Longe das grandes arenas e dos mais brilhantes holofotes, centenas de clubes de futebol sobrevivem no Brasil em séries inferiores. Com orçamento apertado, sem patrocínios milionários tal como os maiores do país, o Guarani de Palhoça é um dos exemplos da realidade enfrentada por essas equipes.

O Guarani de Palhoça foi fundado em 1926 por um grupo de amigos, mas só se profissionalizou em 2000, na gestão do então presidente e atual técnico, Amaro Júnior. Em três anos, o time conseguiu o título da Segunda Divisão e a consequente vaga na elite do futebol catarinense e, em sua primeira participação, e foi vice-campeão estadual em 2004. A partir daí, o Guarani transitou entre a primeira e segunda divisões do estado até 2008, quando interrompeu suas atividades profissionais por seis meses e, no ano seguinte, teve de recomeçar na Terceira Divisão de SC, onde permaneceu por dois anos (2009 e 2010) até conquistar o acesso novamente à Segunda Divisão do Estado. Em 2013, chegou à Primeirona novamente, mas acabou rebaixado no mesmo ano.

Neste ano, o Guarani disputou a Segundona e conquistou uma das vagas para a Primeira Divisão com uma campanha com 14 vitórias, cinco empates e sete derrotas.
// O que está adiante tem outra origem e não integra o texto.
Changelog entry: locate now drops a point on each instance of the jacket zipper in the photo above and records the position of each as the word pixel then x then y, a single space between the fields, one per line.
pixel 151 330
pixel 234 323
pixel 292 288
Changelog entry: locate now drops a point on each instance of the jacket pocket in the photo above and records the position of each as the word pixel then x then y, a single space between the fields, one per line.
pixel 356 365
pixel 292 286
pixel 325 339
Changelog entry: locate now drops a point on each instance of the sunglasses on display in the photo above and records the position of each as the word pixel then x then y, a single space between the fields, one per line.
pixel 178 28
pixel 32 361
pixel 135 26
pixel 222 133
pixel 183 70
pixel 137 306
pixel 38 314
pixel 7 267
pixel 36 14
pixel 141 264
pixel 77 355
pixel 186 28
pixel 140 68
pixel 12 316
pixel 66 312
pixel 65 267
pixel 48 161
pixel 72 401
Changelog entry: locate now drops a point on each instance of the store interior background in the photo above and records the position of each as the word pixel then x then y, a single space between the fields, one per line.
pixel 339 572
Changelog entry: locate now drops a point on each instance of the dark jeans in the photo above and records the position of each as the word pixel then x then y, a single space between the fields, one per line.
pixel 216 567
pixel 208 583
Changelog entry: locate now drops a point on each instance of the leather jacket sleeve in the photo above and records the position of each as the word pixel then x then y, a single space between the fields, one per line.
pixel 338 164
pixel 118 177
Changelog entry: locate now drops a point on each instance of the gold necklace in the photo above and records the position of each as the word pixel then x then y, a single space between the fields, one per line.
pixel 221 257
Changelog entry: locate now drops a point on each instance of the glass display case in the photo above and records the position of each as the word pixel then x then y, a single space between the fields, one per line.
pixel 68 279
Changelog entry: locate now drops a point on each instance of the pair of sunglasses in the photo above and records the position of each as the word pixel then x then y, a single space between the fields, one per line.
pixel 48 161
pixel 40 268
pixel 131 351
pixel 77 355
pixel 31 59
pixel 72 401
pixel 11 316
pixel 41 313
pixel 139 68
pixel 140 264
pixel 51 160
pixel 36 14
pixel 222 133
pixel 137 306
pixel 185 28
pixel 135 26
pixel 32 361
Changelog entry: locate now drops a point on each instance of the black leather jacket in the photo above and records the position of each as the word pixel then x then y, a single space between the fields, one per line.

Na final, enfrentou o outro time que garantiu o acesso: o Inter de Lages. Na ida, em Palhoça, o time lageano venceu por 1 a 0 e, na volta, em Lages, foi a vez do Bugre vencer por 1 a 0. O título acabou ficando com o Inter, por ter obtido a melhor campanha nas fases anteriores e tinha a vantagem de jogar por resultados iguais na final.

Atualmente técnico e ex-presidente do Guarani, Amaro Júnior, 47, mantem-se muito ligado com o Guarani. Apesar de ser treinador, ele continua vinculado às questões administrativas. Segundo ele, as principais dificuldades na temporada foram financeiras, o que não é peculiar só dos clubes pequenos no país. Mas o time conseguiu investidores para apostar no projeto do clube.

“Ficamos com descrédito com investidores pela perda da antiga parceria (PAR Sports, aliado do Guarani em 2013, que contava com Sávio, ex-jogador de futebol e Renan dal Zotto, ex-jogador de vôlei). Mas a vaga na Série D do Brasileiro deu uma impulsionada na captação de jogadores e investidores. Nós temos algumas empresas privadas da região e a Prefeitura nos apoia com uma quantia anual. Além do nosso estacionamento, que também garante uma renda”, explicou.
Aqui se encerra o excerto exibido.